When a mutation is present in the gene coding for this protein, the protein product is not stable or able to perform its role. As a result, the pathway it is involved in is compromised and a diseased phenotype is often noted. In this particular case the fatty acid transport protein 4 is deformed due to the presence of mutations in the FATP4 gene and an interference occurs in the lipid metabolic pathway in the skin that this protein is involved with.

This results in the abnormal formation of epidermal skin cells and a compromised formation and maintenance of an epidermal barrier. These underlying genetic causes explain the symptoms of the flaky, dry, cutaneous skin phenotype expressed.

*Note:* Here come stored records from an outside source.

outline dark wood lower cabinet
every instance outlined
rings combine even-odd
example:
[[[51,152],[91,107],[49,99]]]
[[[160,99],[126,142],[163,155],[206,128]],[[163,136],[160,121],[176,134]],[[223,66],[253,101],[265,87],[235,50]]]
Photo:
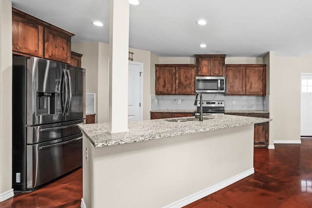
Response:
[[[94,124],[96,122],[96,115],[86,115],[86,124]]]
[[[151,113],[151,119],[159,118],[178,118],[180,117],[193,116],[194,113]]]
[[[244,116],[269,118],[268,113],[227,113],[226,114]],[[254,144],[255,148],[266,148],[269,144],[269,122],[254,124]]]

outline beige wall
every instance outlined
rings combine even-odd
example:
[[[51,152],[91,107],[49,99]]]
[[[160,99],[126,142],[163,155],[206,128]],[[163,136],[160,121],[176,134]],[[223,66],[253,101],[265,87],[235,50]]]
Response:
[[[196,63],[196,58],[194,57],[159,57],[160,64],[193,64]]]
[[[85,207],[182,207],[252,174],[253,137],[250,125],[95,148],[84,135]]]
[[[12,4],[0,1],[0,201],[12,190]]]
[[[153,53],[151,53],[151,78],[150,79],[151,95],[155,95],[155,64],[158,63],[159,63],[159,57]]]
[[[312,55],[302,57],[301,73],[312,73]]]
[[[300,57],[274,58],[274,141],[300,140]]]
[[[109,45],[99,42],[98,45],[98,122],[108,121],[108,75]]]
[[[226,64],[264,64],[262,57],[227,57]]]
[[[130,48],[129,51],[134,53],[133,61],[143,63],[143,119],[150,118],[151,110],[151,57],[150,51]]]
[[[72,51],[82,54],[81,67],[86,69],[86,93],[96,94],[96,112],[98,112],[98,43],[73,43]],[[96,122],[98,115],[96,116]]]
[[[82,54],[82,66],[86,69],[86,91],[96,93],[96,112],[98,123],[108,121],[108,67],[109,45],[102,42],[73,43],[72,51]],[[144,120],[149,119],[151,52],[129,48],[134,53],[133,61],[143,64]]]

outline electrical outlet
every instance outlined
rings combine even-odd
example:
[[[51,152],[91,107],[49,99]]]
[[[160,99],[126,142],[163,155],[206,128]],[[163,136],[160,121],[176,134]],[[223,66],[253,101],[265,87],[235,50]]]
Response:
[[[86,147],[86,159],[88,161],[88,148]]]

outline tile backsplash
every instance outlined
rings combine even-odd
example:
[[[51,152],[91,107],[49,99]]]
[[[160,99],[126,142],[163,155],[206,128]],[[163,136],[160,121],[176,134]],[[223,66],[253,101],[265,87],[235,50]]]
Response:
[[[203,93],[203,100],[224,100],[225,109],[269,111],[269,96],[232,96]],[[195,110],[195,95],[151,95],[151,110]]]

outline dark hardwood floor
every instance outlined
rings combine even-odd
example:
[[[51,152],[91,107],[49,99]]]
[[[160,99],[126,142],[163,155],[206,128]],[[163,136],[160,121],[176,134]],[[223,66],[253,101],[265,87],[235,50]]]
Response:
[[[82,198],[82,168],[28,193],[0,202],[1,208],[80,208]]]
[[[312,139],[275,148],[254,149],[254,174],[184,208],[312,208]],[[80,168],[0,208],[79,208],[82,180]]]

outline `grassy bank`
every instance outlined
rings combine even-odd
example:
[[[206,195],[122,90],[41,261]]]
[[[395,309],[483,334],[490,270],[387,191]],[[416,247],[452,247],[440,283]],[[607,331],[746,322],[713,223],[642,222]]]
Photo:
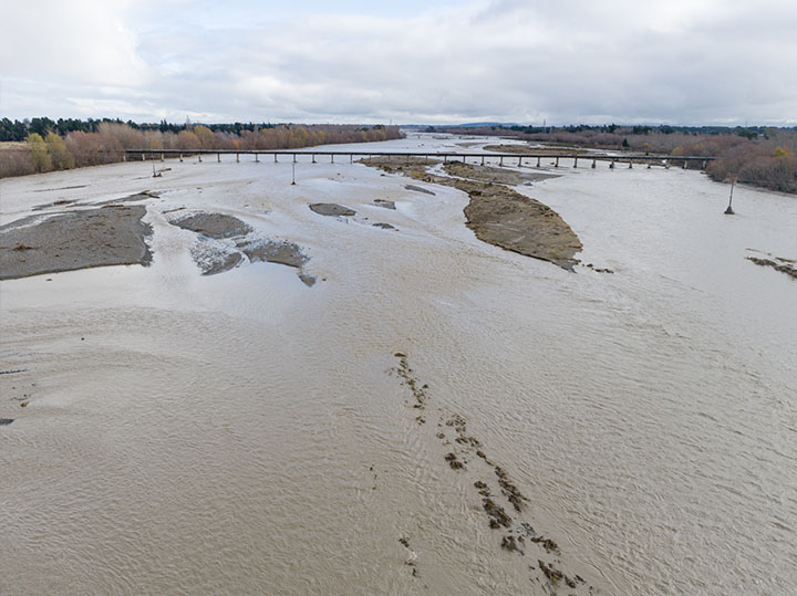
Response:
[[[397,126],[278,125],[253,130],[142,130],[123,123],[103,122],[95,132],[31,133],[24,143],[0,143],[0,178],[121,161],[125,149],[270,150],[317,145],[369,143],[401,138]]]

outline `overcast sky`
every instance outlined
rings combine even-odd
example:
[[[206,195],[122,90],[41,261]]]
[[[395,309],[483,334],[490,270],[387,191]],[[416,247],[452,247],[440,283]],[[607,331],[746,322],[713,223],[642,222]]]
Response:
[[[3,0],[0,115],[797,124],[797,0]]]

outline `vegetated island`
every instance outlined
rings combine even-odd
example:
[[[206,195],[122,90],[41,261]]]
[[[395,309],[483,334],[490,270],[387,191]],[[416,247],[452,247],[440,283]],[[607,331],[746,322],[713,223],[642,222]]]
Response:
[[[0,178],[122,161],[125,149],[273,150],[402,138],[397,126],[0,121]]]
[[[451,176],[437,176],[427,171],[428,166],[439,164],[434,160],[412,158],[392,161],[385,157],[372,157],[360,163],[466,192],[470,199],[464,209],[466,224],[483,242],[549,261],[568,271],[572,271],[579,262],[576,253],[581,250],[581,241],[559,213],[507,186],[524,179],[540,180],[556,175],[521,175],[489,166],[448,161],[444,170]]]
[[[797,127],[764,126],[476,126],[427,127],[427,132],[499,136],[534,144],[628,150],[667,157],[711,157],[706,174],[715,181],[749,184],[768,190],[797,194]],[[490,150],[490,147],[485,147]],[[524,153],[522,145],[501,145],[494,150]],[[531,147],[529,147],[531,149]],[[539,148],[537,148],[539,150]],[[686,163],[686,168],[702,164]]]

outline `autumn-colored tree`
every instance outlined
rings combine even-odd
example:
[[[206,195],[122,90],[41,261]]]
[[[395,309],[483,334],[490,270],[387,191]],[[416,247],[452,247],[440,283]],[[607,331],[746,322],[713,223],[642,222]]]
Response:
[[[39,133],[28,135],[28,147],[31,151],[31,160],[37,171],[50,171],[52,169],[52,159],[46,150],[46,143]]]
[[[189,151],[201,149],[201,142],[192,130],[180,130],[175,140],[175,149]]]
[[[194,126],[194,134],[199,139],[199,144],[201,145],[203,149],[215,149],[217,147],[214,147],[216,144],[216,137],[213,134],[213,130],[208,128],[207,126],[203,126],[201,124],[197,124]]]
[[[55,169],[72,169],[74,167],[74,157],[64,145],[63,138],[55,133],[48,133],[46,138],[48,153]]]

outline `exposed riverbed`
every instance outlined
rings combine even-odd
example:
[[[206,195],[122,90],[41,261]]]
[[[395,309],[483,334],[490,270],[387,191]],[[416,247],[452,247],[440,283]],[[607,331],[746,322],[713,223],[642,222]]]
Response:
[[[788,593],[797,201],[570,165],[504,169],[575,273],[362,164],[1,181],[152,263],[0,282],[0,593]]]

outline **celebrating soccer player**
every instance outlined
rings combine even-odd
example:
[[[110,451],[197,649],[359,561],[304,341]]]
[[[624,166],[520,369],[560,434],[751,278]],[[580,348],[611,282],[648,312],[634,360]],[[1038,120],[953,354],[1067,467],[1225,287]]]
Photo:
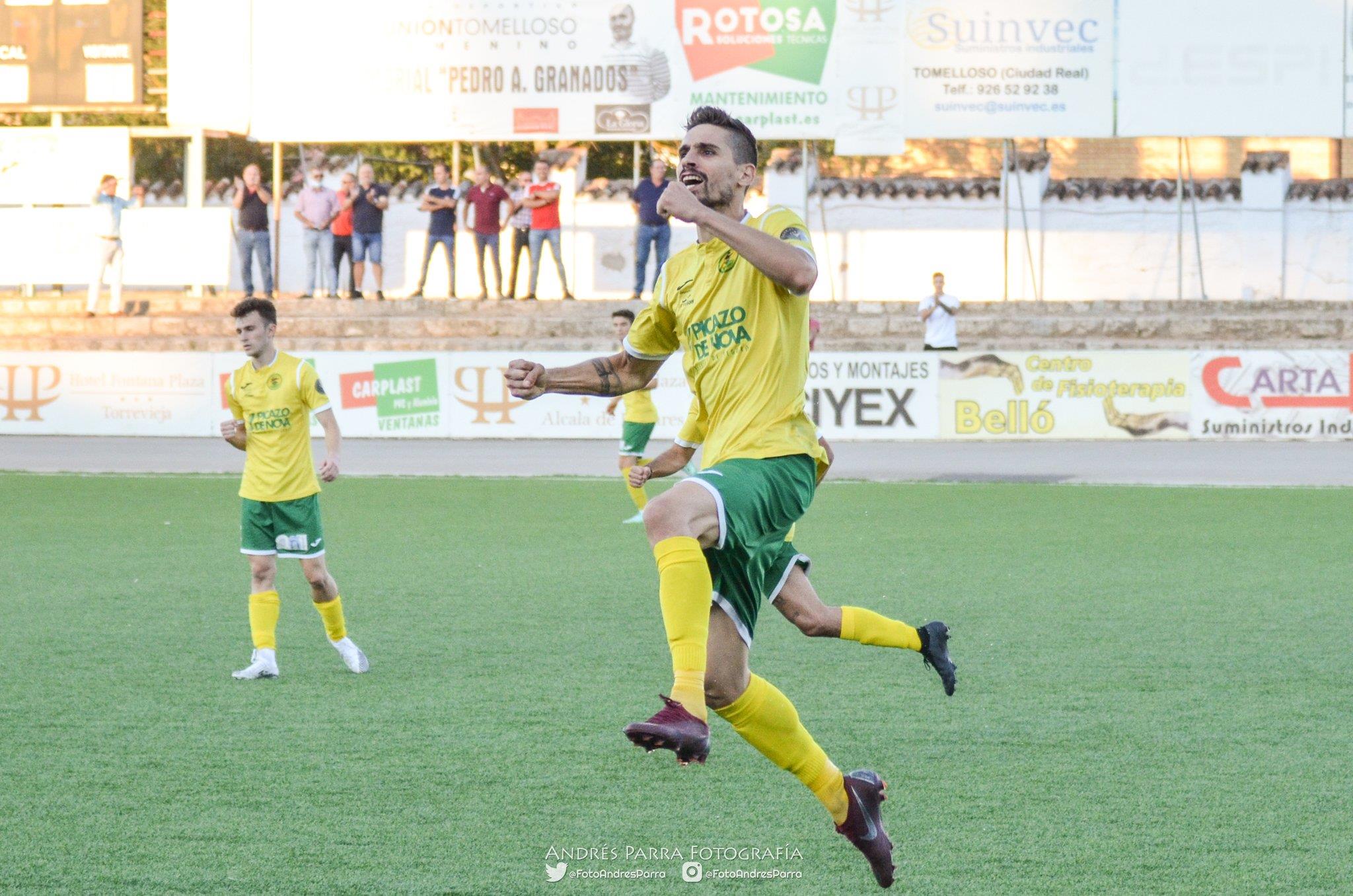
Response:
[[[808,227],[783,207],[755,218],[743,208],[756,139],[723,110],[691,112],[679,158],[659,211],[694,223],[697,242],[667,261],[625,351],[555,369],[515,360],[507,386],[518,398],[620,395],[685,351],[686,379],[708,417],[706,466],[644,512],[674,685],[663,709],[625,734],[647,750],[672,750],[678,762],[702,762],[708,704],[813,792],[888,887],[884,781],[867,770],[843,776],[789,698],[747,665],[769,577],[827,466],[804,413],[808,291],[817,280]]]
[[[621,309],[610,315],[612,328],[621,346],[624,346],[625,337],[629,336],[629,328],[633,322],[635,313],[626,309]],[[606,405],[607,414],[614,414],[616,406],[621,402],[625,405],[625,420],[620,430],[620,475],[625,479],[625,489],[629,490],[630,501],[639,509],[625,522],[643,522],[644,506],[648,505],[648,493],[644,491],[644,483],[633,485],[629,480],[629,471],[635,464],[644,463],[640,457],[644,456],[644,448],[648,447],[648,439],[653,434],[653,426],[658,424],[658,406],[653,405],[652,397],[656,386],[658,380],[652,380],[648,386],[635,390],[624,398],[616,395]]]
[[[239,552],[249,558],[249,628],[254,651],[235,678],[277,677],[277,614],[281,601],[273,585],[277,558],[295,558],[310,582],[311,598],[323,620],[329,643],[348,669],[364,673],[367,655],[348,637],[338,585],[325,564],[325,531],[319,522],[319,482],[310,455],[310,416],[325,429],[325,459],[319,479],[338,478],[338,421],[315,368],[273,345],[277,309],[267,299],[245,299],[234,307],[239,346],[249,356],[230,375],[226,395],[230,420],[221,434],[245,452],[239,485],[244,501]]]
[[[672,447],[648,463],[630,467],[629,487],[636,489],[649,479],[660,479],[683,470],[705,441],[705,417],[700,413],[700,402],[691,401],[690,413]],[[817,436],[817,444],[827,452],[827,463],[831,464],[832,447],[821,434]],[[954,694],[957,677],[954,663],[948,658],[948,627],[944,623],[935,621],[912,628],[901,620],[888,619],[863,606],[829,606],[808,581],[810,563],[808,555],[800,554],[794,547],[794,528],[790,528],[779,556],[766,577],[766,583],[771,586],[766,600],[781,612],[781,616],[809,637],[839,637],[873,647],[915,650],[927,666],[939,673],[944,693]]]

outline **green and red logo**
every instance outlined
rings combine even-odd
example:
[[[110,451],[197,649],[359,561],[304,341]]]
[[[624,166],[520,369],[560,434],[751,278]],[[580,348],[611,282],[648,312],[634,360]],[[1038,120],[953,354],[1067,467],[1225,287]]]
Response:
[[[697,81],[746,66],[820,84],[835,24],[835,0],[676,0]]]
[[[425,429],[441,422],[437,361],[373,364],[369,371],[340,374],[344,407],[375,407],[382,430]]]

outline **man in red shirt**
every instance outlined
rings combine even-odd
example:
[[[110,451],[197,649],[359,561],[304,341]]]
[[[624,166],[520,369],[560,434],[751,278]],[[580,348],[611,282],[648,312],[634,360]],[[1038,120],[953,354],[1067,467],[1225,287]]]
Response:
[[[564,290],[564,298],[572,299],[568,277],[564,276],[564,260],[559,250],[559,184],[549,179],[549,162],[544,158],[536,160],[534,181],[526,187],[522,206],[530,208],[530,295],[526,298],[536,298],[540,249],[548,242],[555,256],[555,268],[559,271],[559,286]]]
[[[498,234],[506,225],[502,206],[511,208],[511,196],[499,184],[488,180],[488,169],[480,165],[475,169],[475,185],[465,191],[465,204],[475,210],[475,256],[479,263],[479,300],[488,298],[488,283],[484,280],[484,249],[492,249],[494,298],[503,298],[503,269],[498,260]],[[465,215],[460,217],[461,222]],[[461,227],[465,225],[461,223]]]
[[[329,226],[334,234],[334,252],[329,264],[329,282],[334,284],[334,298],[338,295],[352,298],[352,206],[348,204],[348,196],[356,187],[357,179],[353,177],[352,172],[345,173],[342,185],[338,187],[338,214],[334,217],[333,225]],[[348,288],[340,294],[338,265],[344,256],[348,256]]]

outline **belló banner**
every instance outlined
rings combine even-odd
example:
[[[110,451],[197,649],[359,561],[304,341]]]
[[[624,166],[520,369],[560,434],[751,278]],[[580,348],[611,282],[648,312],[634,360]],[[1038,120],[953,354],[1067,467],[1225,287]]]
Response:
[[[617,439],[607,398],[513,398],[513,352],[298,352],[357,439]],[[586,352],[530,353],[545,365]],[[0,353],[0,436],[214,437],[237,353]],[[653,390],[658,440],[690,409],[681,356]],[[815,352],[805,409],[839,441],[1353,439],[1353,353]],[[314,428],[319,434],[319,428]]]

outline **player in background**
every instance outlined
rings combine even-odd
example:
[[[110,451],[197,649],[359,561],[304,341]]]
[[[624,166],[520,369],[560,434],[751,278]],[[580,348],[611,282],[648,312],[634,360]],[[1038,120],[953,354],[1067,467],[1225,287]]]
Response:
[[[648,463],[629,468],[630,487],[643,486],[651,479],[670,476],[683,470],[695,456],[695,449],[705,441],[705,421],[700,416],[700,403],[690,403],[690,413],[671,448]],[[817,444],[827,452],[827,463],[835,459],[832,447],[821,434]],[[825,475],[825,470],[823,475]],[[821,479],[819,479],[821,483]],[[957,684],[954,662],[948,658],[948,627],[944,623],[927,623],[925,650],[921,650],[920,631],[896,619],[888,619],[862,606],[828,606],[817,596],[817,589],[808,581],[810,560],[794,548],[794,529],[790,528],[781,548],[775,568],[767,577],[773,585],[766,593],[770,605],[779,610],[794,627],[809,637],[839,637],[859,642],[873,647],[897,647],[915,650],[921,660],[934,669],[944,686],[944,693],[954,696]]]
[[[635,313],[626,309],[621,309],[610,315],[610,326],[616,332],[616,340],[620,344],[624,344],[625,337],[629,334],[629,326],[633,322]],[[625,522],[643,522],[644,508],[648,506],[648,494],[644,491],[644,486],[633,486],[629,479],[629,471],[636,464],[648,463],[647,460],[640,460],[640,457],[643,457],[644,448],[648,447],[648,439],[653,434],[653,426],[658,424],[658,407],[653,405],[652,395],[656,387],[658,380],[655,379],[648,386],[629,393],[624,398],[620,395],[612,398],[610,403],[606,405],[606,413],[614,414],[616,407],[621,402],[625,403],[625,416],[620,429],[620,475],[625,480],[629,499],[637,508],[635,516],[625,520]]]
[[[691,112],[678,157],[678,179],[658,207],[694,223],[697,242],[667,260],[624,351],[553,369],[518,359],[503,379],[515,398],[624,395],[683,349],[686,380],[709,420],[706,467],[644,512],[672,690],[625,736],[672,750],[682,765],[702,762],[713,708],[813,793],[878,884],[890,887],[886,785],[870,770],[843,774],[789,698],[748,669],[769,575],[827,464],[804,413],[808,292],[817,280],[808,226],[782,206],[755,217],[744,208],[756,138],[723,110]]]
[[[342,437],[319,375],[310,363],[279,352],[277,309],[267,299],[245,299],[230,313],[239,346],[249,356],[226,383],[230,420],[221,434],[245,452],[239,483],[241,545],[249,558],[249,628],[254,651],[235,678],[277,677],[277,558],[300,560],[329,643],[354,673],[369,667],[367,655],[348,637],[338,585],[325,564],[325,531],[319,520],[319,482],[310,453],[310,416],[325,429],[319,479],[338,478]]]

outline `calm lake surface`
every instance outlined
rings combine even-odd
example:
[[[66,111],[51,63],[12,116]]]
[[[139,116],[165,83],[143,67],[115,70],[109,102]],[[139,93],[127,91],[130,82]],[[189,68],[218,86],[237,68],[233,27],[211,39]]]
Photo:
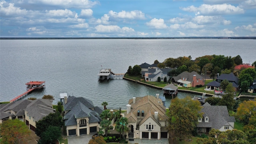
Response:
[[[95,106],[104,101],[108,109],[126,109],[129,99],[163,95],[157,90],[124,80],[100,82],[101,66],[124,73],[129,66],[162,62],[168,58],[206,55],[240,55],[244,63],[256,60],[256,40],[237,39],[84,39],[0,40],[0,101],[8,101],[26,91],[30,81],[45,81],[46,86],[28,95],[44,95],[59,101],[59,94],[84,97]],[[194,94],[179,92],[178,98]],[[166,97],[166,107],[170,98]]]

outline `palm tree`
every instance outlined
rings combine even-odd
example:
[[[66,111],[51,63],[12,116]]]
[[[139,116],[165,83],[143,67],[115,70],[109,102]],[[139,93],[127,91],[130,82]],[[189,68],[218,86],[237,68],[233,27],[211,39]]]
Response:
[[[107,108],[106,107],[106,106],[108,105],[108,103],[107,102],[102,102],[102,104],[101,104],[102,106],[104,106],[104,110],[107,109]]]
[[[115,128],[116,131],[119,132],[120,134],[120,138],[121,137],[121,134],[123,134],[124,132],[128,131],[128,119],[125,117],[122,117],[119,119],[119,120],[116,122]],[[123,135],[124,136],[124,135]]]

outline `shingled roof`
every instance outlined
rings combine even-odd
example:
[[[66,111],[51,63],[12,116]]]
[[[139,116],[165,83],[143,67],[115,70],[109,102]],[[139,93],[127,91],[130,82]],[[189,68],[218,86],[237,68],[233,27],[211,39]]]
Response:
[[[78,118],[88,117],[89,124],[101,121],[100,115],[103,110],[98,106],[94,107],[92,101],[84,98],[74,96],[68,97],[64,108],[65,111],[69,110],[64,117],[66,126],[76,125]]]
[[[206,116],[209,117],[209,122],[205,122],[203,118],[202,122],[197,124],[198,127],[219,129],[224,126],[230,125],[228,122],[236,122],[234,116],[229,116],[226,106],[211,106],[206,102],[200,112],[203,112],[204,117]]]

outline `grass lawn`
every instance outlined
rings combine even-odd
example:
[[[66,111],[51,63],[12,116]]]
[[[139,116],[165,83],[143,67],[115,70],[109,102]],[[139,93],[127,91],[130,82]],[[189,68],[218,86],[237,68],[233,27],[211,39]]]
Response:
[[[235,122],[234,127],[235,129],[237,130],[243,130],[244,124],[240,122]]]
[[[197,144],[197,143],[196,142],[196,140],[197,139],[197,138],[198,137],[192,136],[192,141],[188,141],[186,140],[184,140],[180,141],[178,140],[177,141],[178,144]]]

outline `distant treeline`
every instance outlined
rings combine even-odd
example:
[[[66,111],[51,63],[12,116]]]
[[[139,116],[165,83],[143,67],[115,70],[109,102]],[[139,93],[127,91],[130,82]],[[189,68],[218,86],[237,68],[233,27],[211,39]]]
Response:
[[[0,38],[0,40],[52,40],[52,39],[254,39],[256,36],[247,37],[94,37],[94,38],[25,38],[25,37],[3,37]]]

IPS genes segregate independently of the already known general ARCI locus. As a result, IPS has been identified to have its own gene locus making it easier to diagnose.

==Diagnosis==

Diagnosis can be made at birth by identifying the symptoms of the child. Ultrastructural diagnosis where tissues are analyzed is using electron microscopy is also conducted. A specimen of skin is obtained via a skin biopsy and analyzed to see any tell tale characteristics. Genetic testing can also be done to identify the mutation on the FATP4 gene associated with fatty acid synthesis. Genetic consultation through a genetic counsellor is done to determine whether the individual has this syndrome and reduces the chances of misdiagnoses with other cutaneous diseases.

==Treatment==
The infant is intubated post delivery to stabilize the respiratory problems experienced. Often the skin condition becomes less severe resolving itself to flaky dry skin as the individual grows. No intervention is usually required and the condition becomes less severe as the patient grows. The dry skin symptoms can be managed with topical ointments or creams and the individual remains otherwise healthy.

== Prognosis ==
There are no life-threatening complications after the perinatal period (around the time of birth) and the skin conditions persist but to a lesser degree of severity. Individuals have a favourable prognosis as symptoms can be managed and past the infancy stage are not life-threatening. The red skin edema improves after a three-week period but the ichthyosis scaling persists. Asthma has been recorded in some cases later on in the individual's life and sign of atopic dermatitis persist, follicular hyperkeratosis and small amounts of scaling at the scalp that goes on into adulthood but otherwise the individual continues a healthy life.
==Epidemiology==
Frequencies of this disease are the greatest in Norway with a few Finnish cases have also having been noted to date. Some cases have been found in other ethnicities such as in people of Indian or Japanese descent as well as a north Italian family. These cases are scattered and there are potentially more under reported cases as this disease is often under diagnosed for other cutaneous diseases. It is most prevalent in a defined region in the middle of Norway and Sweden with a heterozygote carrier frequency of 1 in 50.